As far as support to undertakings active in the primary agricultural production and in the fishery sector, the following applies by way of derogation from the first condition above and in addition to the conditions (b) to (e) above: 

a) the overall aid does not exceed EUR 120 000 per undertaking active in the fishery and aquaculture sector or EUR 100 000 per undertaking active in the primary production of agricultural products; the aid may be granted in the form of direct grants, tax and payment advantages or other forms such as repayable advances, guarantees, loans and equity provided the total nominal value of such measures does not exceed the overall cap of EUR 120 000 or EUR 100 000 per undertaking; all figures used must be gross, that is, before any deduction of tax or other charge; 

b) aid to undertakings active in the primary production of agricultural products must not be fixed on the basis of the price or quantity of products put on the market; 

c) aid to undertakings active in the fishery and aquaculture sector does not concern any of the categories of aid referred to in Article 1, paragraph (1) (a) to (k), of Commission Regulation (EU) No 717/2014.

As an example of how the EU Commission applies such rules please see the EU Commission decision of April 16th which cleared the Latvian direct grants schemes.

III. Are there any rules in place in relation to maximum price fixing for food products in the context of the crisis?

 No, general rules apply according to which a producer can impose a maximum resale price to its distributors. 

This kind of arrangements is even more of value today because it constrains the distributors' ability to raise prices to the customers' detriment, thus avoiding price gorging.

On the contrary, EU Commission has explicitly stated that it "will not tolerate conduct by undertakings that opportunistically seek to exploit the crisis as a cover for anti-competitive collusion […] by, for example, exploiting customers and consumers (e.g. by charging prices above normal competitive levels) or limiting production to the ultimate prejudice of consumers (e.g. by obstructing attempts to scale up production to face shortages of supply)". 

Accordingly, clauses imposing minimum resale prices remain unlawful. 

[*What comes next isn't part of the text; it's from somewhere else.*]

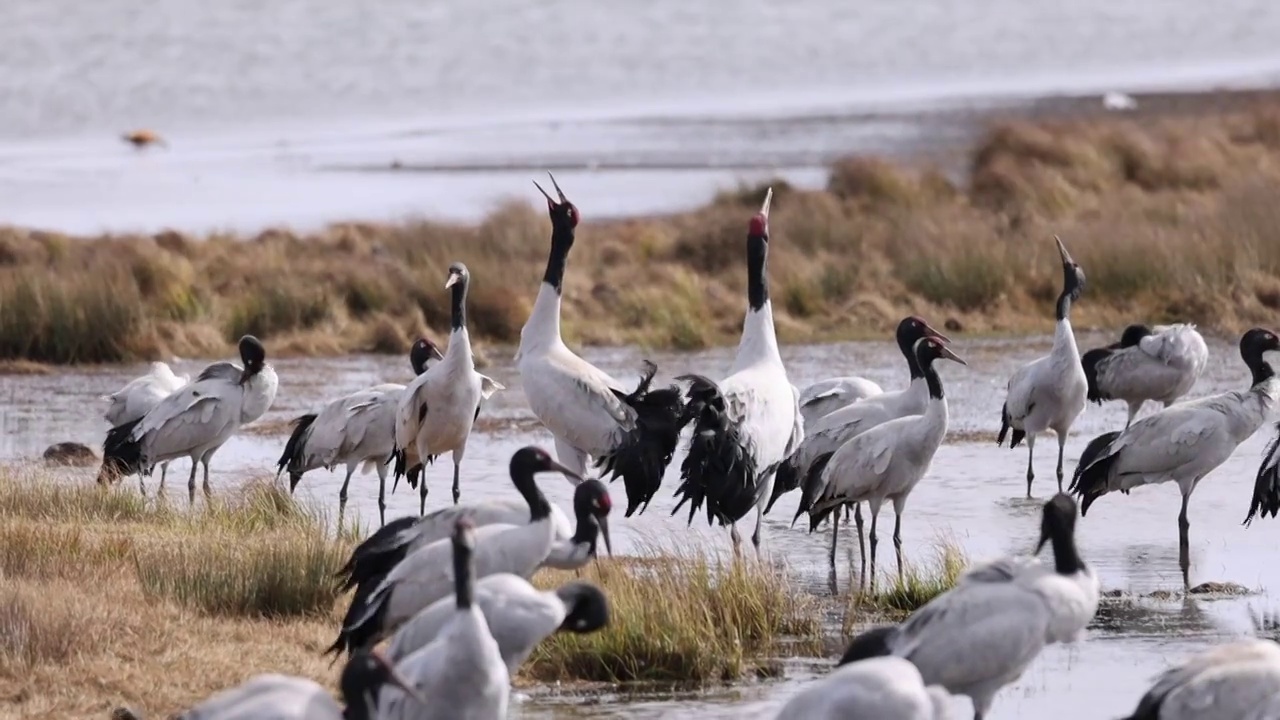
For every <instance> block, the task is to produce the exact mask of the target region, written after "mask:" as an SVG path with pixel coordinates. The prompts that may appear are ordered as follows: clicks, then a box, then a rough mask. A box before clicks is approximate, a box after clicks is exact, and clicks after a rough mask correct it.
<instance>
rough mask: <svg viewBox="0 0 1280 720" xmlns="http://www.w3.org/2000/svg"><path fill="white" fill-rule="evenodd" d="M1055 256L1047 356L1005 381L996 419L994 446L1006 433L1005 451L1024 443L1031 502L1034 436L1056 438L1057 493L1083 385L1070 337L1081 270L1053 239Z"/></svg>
mask: <svg viewBox="0 0 1280 720" xmlns="http://www.w3.org/2000/svg"><path fill="white" fill-rule="evenodd" d="M1053 241H1055V242H1057V251H1059V254H1060V255H1061V256H1062V292H1061V295H1059V296H1057V309H1056V311H1055V313H1056V316H1057V327H1056V328H1055V331H1053V348H1052V350H1050V352H1048V355H1046V356H1044V357H1039V359H1037V360H1032V361H1030V363H1028V364H1025V365H1023V366H1021V368H1019V369H1018V372H1015V373H1014V375H1012V377H1011V378H1009V392H1007V396H1006V397H1005V406H1004V409H1002V410H1001V415H1000V434H998V436H997V437H996V445H997V446H998V445H1001V443H1004V442H1005V436H1006V434H1009V432H1010V430H1012V436H1011V437H1010V439H1009V447H1010V450H1012V448H1014V447H1018V443H1019V442H1021V439H1023V438H1024V437H1025V438H1027V497H1030V496H1032V480H1034V479H1036V471H1034V469H1033V464H1034V460H1036V436H1037V434H1039V433H1042V432H1044V430H1053V433H1055V434H1057V489H1059V491H1061V489H1062V450H1064V448H1065V447H1066V433H1068V432H1069V430H1070V429H1071V424H1073V423H1075V419H1076V418H1078V416H1079V415H1080V413H1082V411H1084V405H1085V395H1087V393H1088V380H1087V379H1085V378H1084V368H1082V366H1080V351H1079V350H1078V348H1076V346H1075V333H1074V332H1073V331H1071V319H1070V315H1071V304H1073V302H1075V301H1076V300H1079V299H1080V293H1082V292H1083V291H1084V270H1082V269H1080V266H1079V265H1076V264H1075V263H1074V261H1073V260H1071V255H1070V254H1068V251H1066V247H1065V246H1064V245H1062V241H1061V240H1059V237H1057V236H1053Z"/></svg>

IV. I have established an e-commerce platform and am now also selling directly to consumers, whereas I previously operated as a B2B operator only via distributors. Is there a difference between B2B operations and B2C operations that I should be aware of from a competition law perspective?

Normal antitrust rules apply to distribution through e-commerce platforms. 

Your new activity fundamentally changes the way you interact with your network of distributors as you start to compete with them at the retail level.

Accordingly, your commercial relationship with your distributors has changed from a traditional vertical distribution set up to a horizontal one where you are actively competing with your distributors. 

This is always more delicate from an antitrust perspective and will need more scrutiny to ensure compliance. For starters, you may no longer be covered by the automatic exemption/safe harbour rules contained in the EU Vertical Block Exemption Regulation, which means that you will have to self-assess most if not all of your distribution contracts. 

For example, you will particularly have to review, by way of example, that:

  • exclusive customer groups or territories will not be seen as illegal market sharing;
  • it will be possible to maintain non-compete clauses, and;
  • that exchanges of commercially sensitive or strategic information is curbed in the right way. 

Consequently, you will need to carry out a sanity check of your pre-existing agreements with your current distribution partners to see if there are any arrangements that may not be lawful in your new set-up.

Again, the Temporary Framework for antitrust agreements may facilitate some of the cooperation as explained above but this will be limited to the duration of the COVID-19 outbreak.